Senator Bob Menendez in Washington, D.C., in 2015 (Joshua Roberts/Reuters)
His Senate seat hinges on whom Garden State voters hate more: him or Trump.

This election is a tale of two chambers. In the House, Democrats are primed to make large gains, sweeping into a majority thanks to suburban voters who are sick of President Donald Trump’s antics. In the Senate, on the other hand, the Republicans appear to be in good shape, thanks to a highly favorable map that includes such GOP pickup opportunities as North Dakota, Missouri, Florida, and New Jersey.

Wait . . . New Jersey?

No, that is not a typo, nor is it a fever dream of a conservative deeply invested in the idea of keeping Chuck Schumer in the minority. New Jersey may very well be in play this year because the Democrats have renominated Senator Robert Menendez, easily the most crooked member of the upper chamber today, and one who must rank in the top tier through its whole history (which is really saying something!).

Last year, Menendez went on trial for corruption over his cozy relationship with Dr. Salomon Melgen, a Florida ophthalmologist who is himself serving a lengthy sentence for defrauding Medicare to the tune of tens of millions of dollars. The specifics of Menendez’s alleged crimes are too unseemly to be detailed on the e-pages of what is a family magazine. Suffice to say that he was accused of doing favors in government for Melgen in exchange for personal luxuries and kickbacks.

Menendez managed to escape the slammer thanks to a hung jury in his trial, and more generally the inevitable problem that prosecutors face when they take corruption cases to court: What is an innocent friendship in politics, and what is a quid pro quo? Menendez’s fellow senators, mind you, were not so epistemologically hamstrung. They can tell a crook when they see one, which is why he was “severely admonished” by the bipartisan Senate Ethics Committee and ordered to pay back the cash value of some of the gifts he accepted.

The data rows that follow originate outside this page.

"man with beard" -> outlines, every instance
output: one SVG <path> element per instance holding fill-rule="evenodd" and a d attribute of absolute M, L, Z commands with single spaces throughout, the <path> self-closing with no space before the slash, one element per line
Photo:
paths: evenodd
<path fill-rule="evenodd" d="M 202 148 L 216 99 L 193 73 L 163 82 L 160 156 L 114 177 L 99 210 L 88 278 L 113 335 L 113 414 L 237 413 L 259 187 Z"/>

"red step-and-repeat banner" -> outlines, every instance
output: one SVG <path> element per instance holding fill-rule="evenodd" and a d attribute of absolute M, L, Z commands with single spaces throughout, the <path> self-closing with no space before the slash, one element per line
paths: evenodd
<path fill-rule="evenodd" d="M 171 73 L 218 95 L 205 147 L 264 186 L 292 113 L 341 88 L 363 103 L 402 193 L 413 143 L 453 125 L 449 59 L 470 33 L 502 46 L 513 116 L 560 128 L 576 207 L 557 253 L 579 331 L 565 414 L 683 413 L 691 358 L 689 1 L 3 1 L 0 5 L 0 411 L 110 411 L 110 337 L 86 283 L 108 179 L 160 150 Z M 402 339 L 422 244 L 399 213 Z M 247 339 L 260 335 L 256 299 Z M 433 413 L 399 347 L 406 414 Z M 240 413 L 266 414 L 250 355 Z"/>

Even by the standards of New Jersey — hardly the most ethical of state political systems — Menendez’s defalcations are pretty eye-popping. If he were running for reelection in virtually any other state or any other cycle, he’d be deep in the hole. But this is New Jersey, where crooked pols go hand in hand with Springsteen anthems. And it is 2018, when voters appear to be less than enthusiastic about electing Republicans.

And yet . . .

A Quinnipiac University poll taken last month was an almost unmitigated disaster for Menendez. He registered a lead of six points, but his reelect number stood at a dismal 43 percent. By comparison, Quinnipiac found Menendez up by 17 points in mid-March. And if one looks under the hood of the latest Quinnipiac poll, Menendez’s standing goes from bad to worse. By a margin of 49–16, voters say that Menendez was involved in serious wrongdoing. His approval rating is at 40 percent, disapproval at 47 percent. And his favorability rating is a terrible 29 percent.

Republican nominee Bob Hugin, a former pharmaceutical executive, is looking to capitalize on this by effectively running a version of the campaign that Democrat Doug Jones ran in Alabama against Republican Roy Moore last year. Hugin is touting his outsider status and his work in the medical-services industry to try to win over the independents he will need to win. He’s pro-choice and pro-gay-rights and is looking for middle ground on immigration.

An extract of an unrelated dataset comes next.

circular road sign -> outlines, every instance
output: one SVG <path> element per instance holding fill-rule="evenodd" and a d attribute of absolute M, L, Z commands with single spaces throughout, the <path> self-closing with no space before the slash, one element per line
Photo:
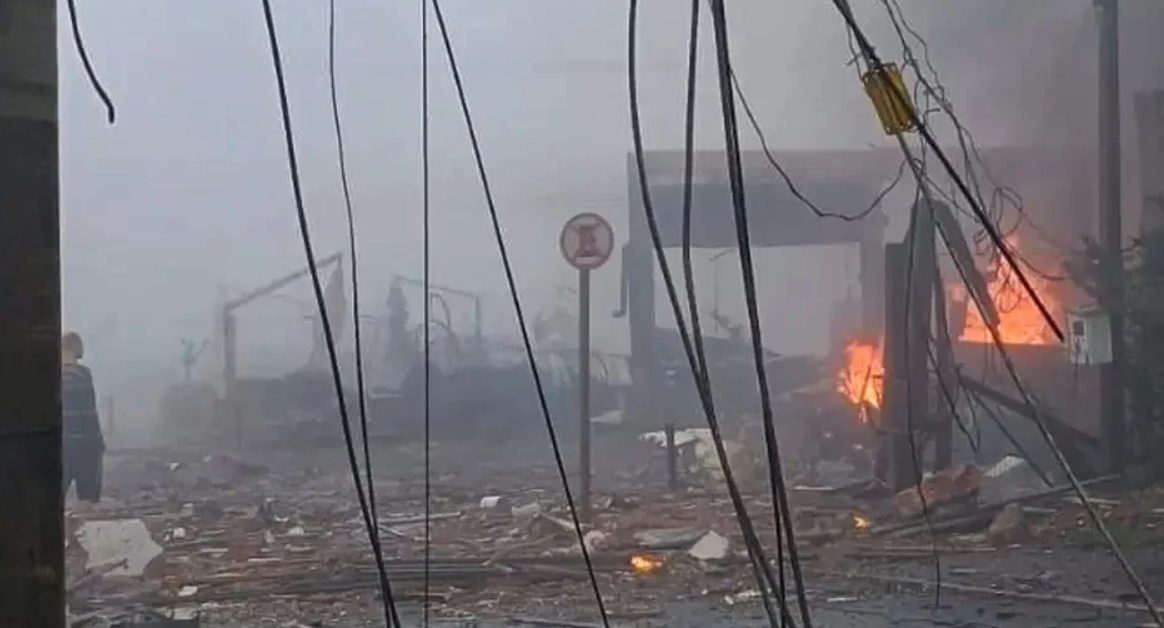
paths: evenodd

His main theme is . . . you guessed it . . . political corruption. He is betting that when voters hear the unseemly details of Menendez’s relationship with Melgen, their level of disgust will put the Republican over the top. New Jerseyans are a frustrated lot — among other problems, outmigration among young people is being driven by a very high cost of living. And Hugin reckons that he can argue convincingly that Menendez was too busy helping himself to advance the interests of his state.

Will it work? It might. But Menendez has a card to play as well — Donald Trump, whose job approval in the Quinnipiac poll was a wretched 33 percent, compared with 63 percent disapproval. That is substantially worse than even Menendez, who was put on trial for misusing his office. Menendez is going to argue that Hugin will serve the reviled president if he gets elected.

Any other year, I’d bet that Menendez would be toast, even in a state as solidly Democratic as New Jersey. But at this point most of the election analysts rate New Jersey as “lean Democratic,” which sounds about right to me. It just goes to show how badly the president’s standing is outside his core constituencies.

Still, Hugin has a chance, and this race is surely one to keep an eye on. If, as voters start to think more carefully about the election this month, the polls continue to tighten, that will be an early indicator that Hugin can pull off the upset.